When proteins do not fold correctly (i.e. "misfold"), there can be serious consequences, including many well known diseases, such as Alzheimer's, Mad Cow (BSE), CJD, ALS, Huntington's, Parkinson's disease, and many Cancers and cancer-related syndromes.
We took advantage of a free webinar from Microsoft, where developers demonstrated how to use Microsoft's Azure cloud service to set up multiple instances of the Folding@Home project. The hands-on demo includes code provided by Microsoft and a demonstration of how to load projects into the cloud. The coding is done in C#.net and the demo uses Visual Studio (2008 or 2010 versions). The workshop is 2 hours long and there is a recorded video of the step-by-step process for those of us who learn through repetition. There are workshop slots open through June 23, 2010. You can sign up here. (There are a few prerequisites to install, which are discussed on the site.)

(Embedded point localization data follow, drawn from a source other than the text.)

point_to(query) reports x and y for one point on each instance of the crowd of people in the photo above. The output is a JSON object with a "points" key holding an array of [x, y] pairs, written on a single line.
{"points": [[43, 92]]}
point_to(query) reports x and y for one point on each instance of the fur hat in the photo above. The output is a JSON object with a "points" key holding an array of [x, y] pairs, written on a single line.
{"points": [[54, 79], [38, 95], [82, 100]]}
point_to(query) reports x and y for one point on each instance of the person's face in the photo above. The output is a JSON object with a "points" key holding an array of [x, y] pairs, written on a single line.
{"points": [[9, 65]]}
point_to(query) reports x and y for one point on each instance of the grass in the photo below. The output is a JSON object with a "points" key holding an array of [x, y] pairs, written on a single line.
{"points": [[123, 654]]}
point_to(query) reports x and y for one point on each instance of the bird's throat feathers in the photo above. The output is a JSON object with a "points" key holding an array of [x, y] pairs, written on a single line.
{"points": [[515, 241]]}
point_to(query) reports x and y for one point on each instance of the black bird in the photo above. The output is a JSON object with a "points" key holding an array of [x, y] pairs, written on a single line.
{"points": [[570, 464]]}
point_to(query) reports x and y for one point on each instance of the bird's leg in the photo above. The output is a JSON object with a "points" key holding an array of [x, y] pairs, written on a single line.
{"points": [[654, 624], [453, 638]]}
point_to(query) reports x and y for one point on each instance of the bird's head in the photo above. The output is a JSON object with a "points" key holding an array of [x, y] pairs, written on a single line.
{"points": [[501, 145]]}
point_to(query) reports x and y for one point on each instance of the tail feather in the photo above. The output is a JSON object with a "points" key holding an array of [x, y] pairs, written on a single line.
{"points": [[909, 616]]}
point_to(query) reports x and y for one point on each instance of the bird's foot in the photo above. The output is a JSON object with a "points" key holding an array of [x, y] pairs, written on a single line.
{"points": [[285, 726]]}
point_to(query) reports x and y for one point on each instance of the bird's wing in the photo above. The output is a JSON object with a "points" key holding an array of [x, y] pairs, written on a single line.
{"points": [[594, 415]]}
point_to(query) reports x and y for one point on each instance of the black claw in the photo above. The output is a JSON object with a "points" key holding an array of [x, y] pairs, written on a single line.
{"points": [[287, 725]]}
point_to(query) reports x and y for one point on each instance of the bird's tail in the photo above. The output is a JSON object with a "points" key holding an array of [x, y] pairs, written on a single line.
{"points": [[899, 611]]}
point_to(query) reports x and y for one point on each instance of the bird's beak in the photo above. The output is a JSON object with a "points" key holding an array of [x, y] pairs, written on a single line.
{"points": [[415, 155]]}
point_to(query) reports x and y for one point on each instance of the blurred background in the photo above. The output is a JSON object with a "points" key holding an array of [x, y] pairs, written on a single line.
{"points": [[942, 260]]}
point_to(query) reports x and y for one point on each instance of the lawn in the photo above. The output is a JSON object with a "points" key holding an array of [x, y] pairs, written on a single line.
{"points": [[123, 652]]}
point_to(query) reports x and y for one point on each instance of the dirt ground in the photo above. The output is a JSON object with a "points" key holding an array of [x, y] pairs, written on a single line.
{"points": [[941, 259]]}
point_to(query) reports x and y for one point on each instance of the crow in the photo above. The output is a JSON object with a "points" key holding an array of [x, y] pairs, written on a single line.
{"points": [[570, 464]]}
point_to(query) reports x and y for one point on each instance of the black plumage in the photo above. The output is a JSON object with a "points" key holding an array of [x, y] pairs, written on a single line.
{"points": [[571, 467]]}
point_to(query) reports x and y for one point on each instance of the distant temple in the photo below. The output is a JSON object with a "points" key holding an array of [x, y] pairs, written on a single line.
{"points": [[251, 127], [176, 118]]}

For those participating in the demo, instead of the typical "Hello World" project, they will actually launch a cloud-based project that contributes to Folding@Home's research. You can view a world map here that shows everyone participating in the demo.
Once our free 2-week Azure trial expires, we will explore how much it would cost to maintain the system on a subscription basis.
You can also participate in Folding@Home as an individual, on your home or office comuter. There are versions of the program that will work on Linux or Mac platforms (and even Playstation3), in addition to Windows. However, you will only be able to run one instance of the program. The benefit of using Microsoft's C# wrapper and hosting it in the cloud is that you can run multiple instances of the program (up to 19 with the free trial of Azure and more if you have a paid subscription).